So, this weekend we spent a lot of time lighting fireworks with the neighbors. Among us was an 8th grader who loved reading. As she listed off a litany of her favorite books, I periodically asked “what was the moral of the story?” Being a good teacher who’s always semi-on duty, I explained that there’s a difference between knowing what happens in a story and what a story tells us, so to speak, about our lives, feelings, relations, etc.
Then today I was photo-copying a bunch of books before I leave for Florida. Came across this section of Aristotle’s Metaphysics:
Experience does not seem to differ from art where something is to be done; in fact, we observe that men of experience succeed more than men who have the theory but have no experience. The cause of this is that experience is knowledge of individuals but art is universal knowledge, and all actions and productions deal with individuals. […] Nevertheless, we regard understanding and comprehension as belonging to art more than to experience, and we believe that artists are wiser than men of experience, inasmuch as men of understanding know the cause but men of experience do not. For men of experience know the fact but not the why of it; but men of art know the why of it or the cause. […] Thus, master-artists are considered wiser not in virtue of their ability to do something but in virtue of having the theory and knowing the causes.
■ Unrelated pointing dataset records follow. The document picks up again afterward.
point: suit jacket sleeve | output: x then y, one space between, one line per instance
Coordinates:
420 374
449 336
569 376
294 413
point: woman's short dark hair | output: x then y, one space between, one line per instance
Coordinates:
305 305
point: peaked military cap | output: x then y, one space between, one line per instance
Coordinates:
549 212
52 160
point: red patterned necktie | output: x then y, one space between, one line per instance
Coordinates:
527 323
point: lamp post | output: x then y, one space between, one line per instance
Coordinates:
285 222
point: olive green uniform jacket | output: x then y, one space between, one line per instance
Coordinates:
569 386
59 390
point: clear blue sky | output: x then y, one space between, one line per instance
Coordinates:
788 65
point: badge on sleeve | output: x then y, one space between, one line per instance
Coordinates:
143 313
And in general, a sign of a man who understands is the ability to teach, and because of this we regard art more than experience to be science; for those who have the art can teach, but those who do not have it cannot teach.
I’m thinking of my encounter with the 8th grader and the passage above in terms of EnthyAlias’s post this morning on education and my comments there. As a rhetorician, I should probably favor an education grounded in experience, and appreciate Aristotle’s praise for individuals and action (though one can read A’s preference for “art” here as echoing his preference for philosophy over rhetoric– the appreciation for action becomes a necessity in a less-than-artsy world). But, I am concerned our educational institutions are overly concerned with quantifiable, accountable experience and less concerned with the why-ny art. To make a radical jump: NCLB focuses on the plot, not the moral. Discussion of morality is an interpretive endeavor. From a postmodern perspective, it is also a violent one. It presents us with more difference, and difference is difficult to negotiate. Against Aristotle, I would argue that “art” is rarely universal, and it is its particularity that sways contemporary education toward the simplicity of experience.
And yet, despite my suspicions of Aristotle, I still want to know the (universal) moral of the story. Another indication that we can never entirely escape our roots! But, perhaps, my desire isn’t really to know the moral of the story as much as it is to invite another to share her experience in hopes that together, agonistically or perhaps even cooperatively, we can experience a glimpse of the why.